Lindenstrauss and Pelczynski prove in their paper Absolutely summing operators in $\mathcal{L}_p$ spaces and their applications that $\mathcal{L}_{p,1+}$ spaces are isometrically $L_p(\mu)$ spaces. They mention that this implies that a Banach space $X$ is isometric to an $L_p(\mu)$ if and only if there exists a sequence (actually a net in general, but let's stick just to separable spaces where sequences suffice) of increasing, in inclusion, finite-dimensional Banach subspaces $(E_n)_n$ such that the union $\bigcup_n E_n$ is dense in $X$ and each $E_n$ is isometric to $\ell_p(k(n))$, where $k(n)$ is the dimension of $E_n$.
That's actually not clear to me. I guess it should be easy that an existence of such a sequence $(E_n)_n$ implies that $X$ is a $\mathcal{L}_{p,1+}$ space?

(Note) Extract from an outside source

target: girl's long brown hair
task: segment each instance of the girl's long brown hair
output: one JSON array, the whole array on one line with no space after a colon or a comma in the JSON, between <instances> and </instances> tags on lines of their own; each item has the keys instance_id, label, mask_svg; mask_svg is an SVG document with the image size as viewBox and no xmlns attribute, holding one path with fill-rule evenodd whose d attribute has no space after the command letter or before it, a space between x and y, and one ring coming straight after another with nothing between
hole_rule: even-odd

Let me ask something stronger: Is it true that a (separable) Banach space $X$ is a $\mathcal{L}_{p,1+}$ space (or isometric to an $L_p(\mu)$ space) if and only if there exists a sequence of increasing, in inclusion, finite-dimensional Banach subspaces $(E_n)_n$ such that again the union $\bigcup_n E_n$ is dense in $X$, but now each $E_n$ is $(1+\varepsilon_n)$-isomorphic to $\ell_p(k(n))$, where $k(n)$ is as before, and $\varepsilon_n\to 0$.